Ich lese es so, dass dieser verrottete Bereich gerade die Attraktion sein soll, der Baumwipfelpfad den Einblick in die von der Natur zurückeroberte Ruine gewähren soll. Das klingt nicht nach kompletter Sanierungsabsicht. Vermutlich gibt es noch irgendwelche Gebäudeteile, die in besserem Zustand sind und die werden dann saniert. Oder entkernt und neu aufgebaut, so dass nur die alte Fassade bleibt.
Wie gesagt, viel wird davon abhängen, ob die Eigentümer und Investoren das Geld zusammenkratzen können. Denn 2008 verkündigten die schon einmal große Pläne für das Anwesen (hier noch die Infobox zum Artikel). Damals hieß es noch, es sollte eine „Mischung aus Medizin und Wohnen“ werden. Klinikpläne hatte der vorige Eigentümer aber auch schon einmal. Hat nicht funktioniert, er ging pleite. Dann war von einer Akademie für Immobilienmanagement die Rede, aber die kam auch nicht. Nur ein Ehepaar wohnte dort, schrieb Kerstin Decker 2003 in Die schwindende Stadt, eine Geschichte, die mir im Gedächtnis blieb.
Eigentlich erstaunlich, dass die nicht schon viel früher einen Zaun darum gezogen haben, wenn ich so darüber nachdenke.
Außer Honecker, der im April 1990 dorthin flüchtete, trieb sich zu Wendezeiten auch ein Serienmörder dort herum, unter anderem tötete er die Frau eines russischen Offiziers und deren gemeinsames Baby (in der Haft änderte der Täter seinen Vornamen in Beate). Später drehten Detlev Buck, Roman Polanski und Tom Cruise in den Heilstätten.

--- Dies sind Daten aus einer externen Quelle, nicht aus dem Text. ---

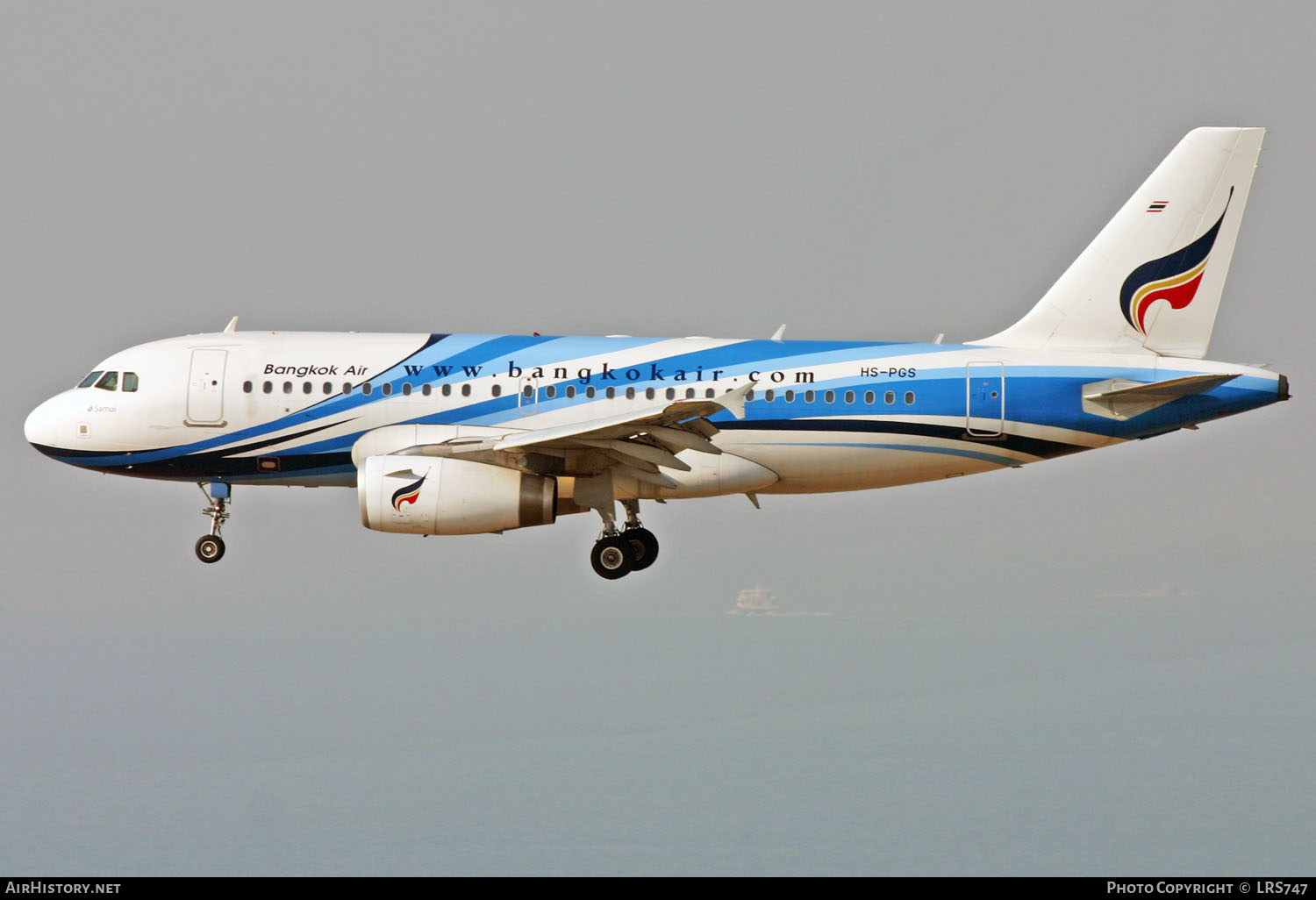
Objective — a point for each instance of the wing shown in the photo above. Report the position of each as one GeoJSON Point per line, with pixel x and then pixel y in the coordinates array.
{"type": "Point", "coordinates": [634, 444]}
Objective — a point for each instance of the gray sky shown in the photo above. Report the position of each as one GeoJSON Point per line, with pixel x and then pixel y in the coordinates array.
{"type": "Point", "coordinates": [994, 689]}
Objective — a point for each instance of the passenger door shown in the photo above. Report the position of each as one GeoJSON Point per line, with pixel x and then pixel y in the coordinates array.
{"type": "Point", "coordinates": [205, 387]}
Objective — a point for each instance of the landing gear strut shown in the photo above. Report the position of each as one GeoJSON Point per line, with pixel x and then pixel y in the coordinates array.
{"type": "Point", "coordinates": [210, 547]}
{"type": "Point", "coordinates": [620, 553]}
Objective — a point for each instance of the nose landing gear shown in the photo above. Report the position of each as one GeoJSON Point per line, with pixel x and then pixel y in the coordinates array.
{"type": "Point", "coordinates": [210, 547]}
{"type": "Point", "coordinates": [616, 554]}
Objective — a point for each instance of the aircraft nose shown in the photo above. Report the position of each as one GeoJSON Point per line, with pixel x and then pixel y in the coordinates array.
{"type": "Point", "coordinates": [42, 425]}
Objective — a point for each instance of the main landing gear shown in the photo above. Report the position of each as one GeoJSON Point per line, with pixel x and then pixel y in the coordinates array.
{"type": "Point", "coordinates": [210, 547]}
{"type": "Point", "coordinates": [629, 550]}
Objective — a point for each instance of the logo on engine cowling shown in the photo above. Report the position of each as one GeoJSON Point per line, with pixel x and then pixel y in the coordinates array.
{"type": "Point", "coordinates": [408, 494]}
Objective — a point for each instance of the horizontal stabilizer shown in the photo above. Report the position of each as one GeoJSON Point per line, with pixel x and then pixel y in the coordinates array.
{"type": "Point", "coordinates": [1120, 399]}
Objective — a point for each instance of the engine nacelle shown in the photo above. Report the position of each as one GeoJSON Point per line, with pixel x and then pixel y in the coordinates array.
{"type": "Point", "coordinates": [440, 495]}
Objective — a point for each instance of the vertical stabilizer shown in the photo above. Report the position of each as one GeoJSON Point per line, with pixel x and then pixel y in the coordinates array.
{"type": "Point", "coordinates": [1150, 282]}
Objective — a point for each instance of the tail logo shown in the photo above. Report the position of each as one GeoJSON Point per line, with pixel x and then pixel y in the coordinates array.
{"type": "Point", "coordinates": [408, 494]}
{"type": "Point", "coordinates": [1174, 278]}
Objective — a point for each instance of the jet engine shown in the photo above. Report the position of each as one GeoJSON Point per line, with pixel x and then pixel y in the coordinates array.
{"type": "Point", "coordinates": [428, 495]}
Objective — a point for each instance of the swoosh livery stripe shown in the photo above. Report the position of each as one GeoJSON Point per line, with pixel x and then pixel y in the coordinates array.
{"type": "Point", "coordinates": [1174, 278]}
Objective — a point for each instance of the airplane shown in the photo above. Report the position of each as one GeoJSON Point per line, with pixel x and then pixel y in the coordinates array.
{"type": "Point", "coordinates": [483, 433]}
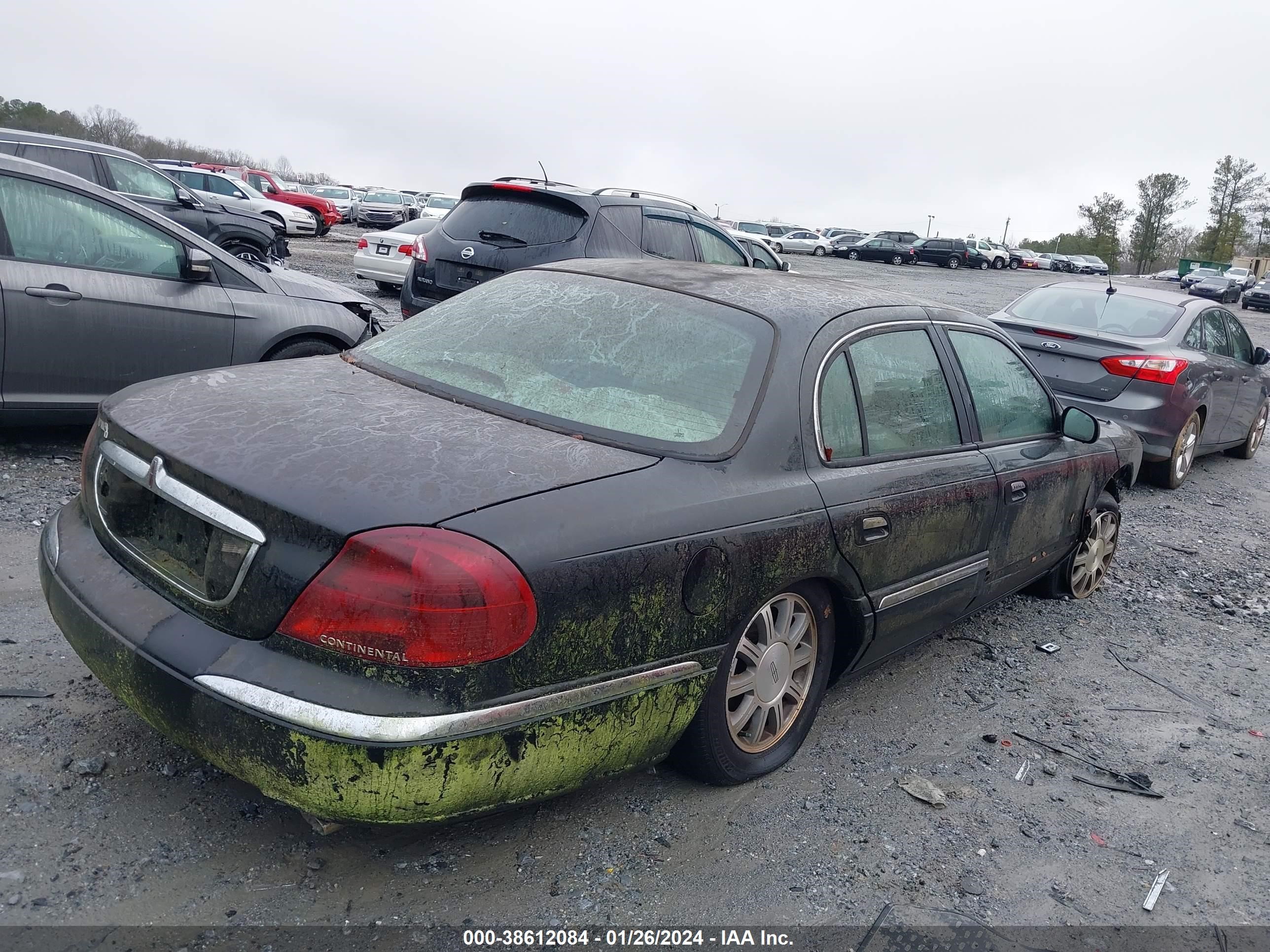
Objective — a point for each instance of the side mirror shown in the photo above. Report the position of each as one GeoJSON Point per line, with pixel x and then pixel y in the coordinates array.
{"type": "Point", "coordinates": [1080, 426]}
{"type": "Point", "coordinates": [199, 265]}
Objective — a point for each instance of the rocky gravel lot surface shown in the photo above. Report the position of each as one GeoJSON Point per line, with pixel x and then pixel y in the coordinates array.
{"type": "Point", "coordinates": [108, 823]}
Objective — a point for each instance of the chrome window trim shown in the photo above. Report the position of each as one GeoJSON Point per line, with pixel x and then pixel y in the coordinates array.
{"type": "Point", "coordinates": [897, 598]}
{"type": "Point", "coordinates": [439, 728]}
{"type": "Point", "coordinates": [828, 357]}
{"type": "Point", "coordinates": [155, 477]}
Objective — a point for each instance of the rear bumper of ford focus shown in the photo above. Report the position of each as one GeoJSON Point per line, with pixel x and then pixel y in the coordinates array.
{"type": "Point", "coordinates": [340, 753]}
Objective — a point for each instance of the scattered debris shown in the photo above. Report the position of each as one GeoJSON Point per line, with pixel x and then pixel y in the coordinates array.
{"type": "Point", "coordinates": [1141, 792]}
{"type": "Point", "coordinates": [1156, 889]}
{"type": "Point", "coordinates": [973, 886]}
{"type": "Point", "coordinates": [1161, 682]}
{"type": "Point", "coordinates": [25, 692]}
{"type": "Point", "coordinates": [323, 828]}
{"type": "Point", "coordinates": [1138, 780]}
{"type": "Point", "coordinates": [992, 653]}
{"type": "Point", "coordinates": [924, 790]}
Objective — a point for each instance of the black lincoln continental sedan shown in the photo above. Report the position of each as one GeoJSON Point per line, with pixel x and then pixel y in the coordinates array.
{"type": "Point", "coordinates": [564, 525]}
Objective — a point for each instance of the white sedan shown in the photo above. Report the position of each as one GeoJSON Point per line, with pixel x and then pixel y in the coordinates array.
{"type": "Point", "coordinates": [384, 257]}
{"type": "Point", "coordinates": [803, 241]}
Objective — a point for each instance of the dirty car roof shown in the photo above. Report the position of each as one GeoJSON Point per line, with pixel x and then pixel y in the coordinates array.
{"type": "Point", "coordinates": [784, 299]}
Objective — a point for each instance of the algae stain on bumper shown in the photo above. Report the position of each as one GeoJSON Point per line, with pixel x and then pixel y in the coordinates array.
{"type": "Point", "coordinates": [474, 775]}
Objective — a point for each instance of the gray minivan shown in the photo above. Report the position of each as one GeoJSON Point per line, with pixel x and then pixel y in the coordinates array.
{"type": "Point", "coordinates": [98, 292]}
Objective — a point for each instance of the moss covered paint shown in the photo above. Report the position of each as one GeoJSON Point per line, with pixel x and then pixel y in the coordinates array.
{"type": "Point", "coordinates": [403, 785]}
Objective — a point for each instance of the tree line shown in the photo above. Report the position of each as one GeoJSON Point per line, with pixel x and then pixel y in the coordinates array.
{"type": "Point", "coordinates": [1238, 212]}
{"type": "Point", "coordinates": [111, 127]}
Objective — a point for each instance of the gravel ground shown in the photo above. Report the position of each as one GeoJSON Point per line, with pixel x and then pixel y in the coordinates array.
{"type": "Point", "coordinates": [827, 840]}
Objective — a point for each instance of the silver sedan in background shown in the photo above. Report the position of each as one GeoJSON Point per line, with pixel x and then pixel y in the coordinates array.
{"type": "Point", "coordinates": [384, 257]}
{"type": "Point", "coordinates": [1180, 371]}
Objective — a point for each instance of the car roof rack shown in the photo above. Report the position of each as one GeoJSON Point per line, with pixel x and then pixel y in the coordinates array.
{"type": "Point", "coordinates": [532, 182]}
{"type": "Point", "coordinates": [642, 193]}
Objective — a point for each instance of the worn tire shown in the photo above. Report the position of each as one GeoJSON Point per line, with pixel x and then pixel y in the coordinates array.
{"type": "Point", "coordinates": [305, 347]}
{"type": "Point", "coordinates": [1063, 579]}
{"type": "Point", "coordinates": [708, 750]}
{"type": "Point", "coordinates": [1166, 474]}
{"type": "Point", "coordinates": [1256, 433]}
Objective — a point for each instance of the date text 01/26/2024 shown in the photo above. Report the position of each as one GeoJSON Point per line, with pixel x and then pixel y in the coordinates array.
{"type": "Point", "coordinates": [546, 938]}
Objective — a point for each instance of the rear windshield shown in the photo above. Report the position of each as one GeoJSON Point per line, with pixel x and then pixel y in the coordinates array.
{"type": "Point", "coordinates": [515, 217]}
{"type": "Point", "coordinates": [1096, 310]}
{"type": "Point", "coordinates": [625, 364]}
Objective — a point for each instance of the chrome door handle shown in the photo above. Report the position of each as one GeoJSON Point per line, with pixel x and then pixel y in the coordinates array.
{"type": "Point", "coordinates": [58, 294]}
{"type": "Point", "coordinates": [874, 527]}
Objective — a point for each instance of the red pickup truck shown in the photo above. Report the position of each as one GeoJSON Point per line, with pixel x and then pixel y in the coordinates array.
{"type": "Point", "coordinates": [323, 210]}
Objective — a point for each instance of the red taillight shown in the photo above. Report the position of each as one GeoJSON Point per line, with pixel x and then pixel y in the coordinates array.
{"type": "Point", "coordinates": [416, 597]}
{"type": "Point", "coordinates": [1156, 370]}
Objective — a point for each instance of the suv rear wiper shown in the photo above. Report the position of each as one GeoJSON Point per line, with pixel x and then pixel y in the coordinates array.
{"type": "Point", "coordinates": [499, 237]}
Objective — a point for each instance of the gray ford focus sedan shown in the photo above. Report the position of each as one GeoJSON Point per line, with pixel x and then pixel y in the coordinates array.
{"type": "Point", "coordinates": [98, 292]}
{"type": "Point", "coordinates": [1180, 371]}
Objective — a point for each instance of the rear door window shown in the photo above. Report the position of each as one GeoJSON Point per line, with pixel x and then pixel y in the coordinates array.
{"type": "Point", "coordinates": [903, 394]}
{"type": "Point", "coordinates": [1009, 400]}
{"type": "Point", "coordinates": [715, 249]}
{"type": "Point", "coordinates": [136, 179]}
{"type": "Point", "coordinates": [529, 219]}
{"type": "Point", "coordinates": [667, 237]}
{"type": "Point", "coordinates": [71, 160]}
{"type": "Point", "coordinates": [1240, 342]}
{"type": "Point", "coordinates": [1216, 340]}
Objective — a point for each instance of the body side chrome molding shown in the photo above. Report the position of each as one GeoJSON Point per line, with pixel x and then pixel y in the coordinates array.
{"type": "Point", "coordinates": [439, 728]}
{"type": "Point", "coordinates": [921, 588]}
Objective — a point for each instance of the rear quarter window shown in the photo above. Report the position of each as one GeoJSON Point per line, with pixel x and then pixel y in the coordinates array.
{"type": "Point", "coordinates": [535, 220]}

Die Schneeeule war 2009 auch mal dort und brachte einige Bilder mit.
Die Bilder aus dem OP sind ja umwerfend. In der Tat sehr sehenswert. Vielleicht gerade so bizarr, weil in Kliniken Hygiene und Sauberkeit eine so übergeordnete Rolle spielt. Wie das Antiseptische gnadenlos den Organismen weichen muss.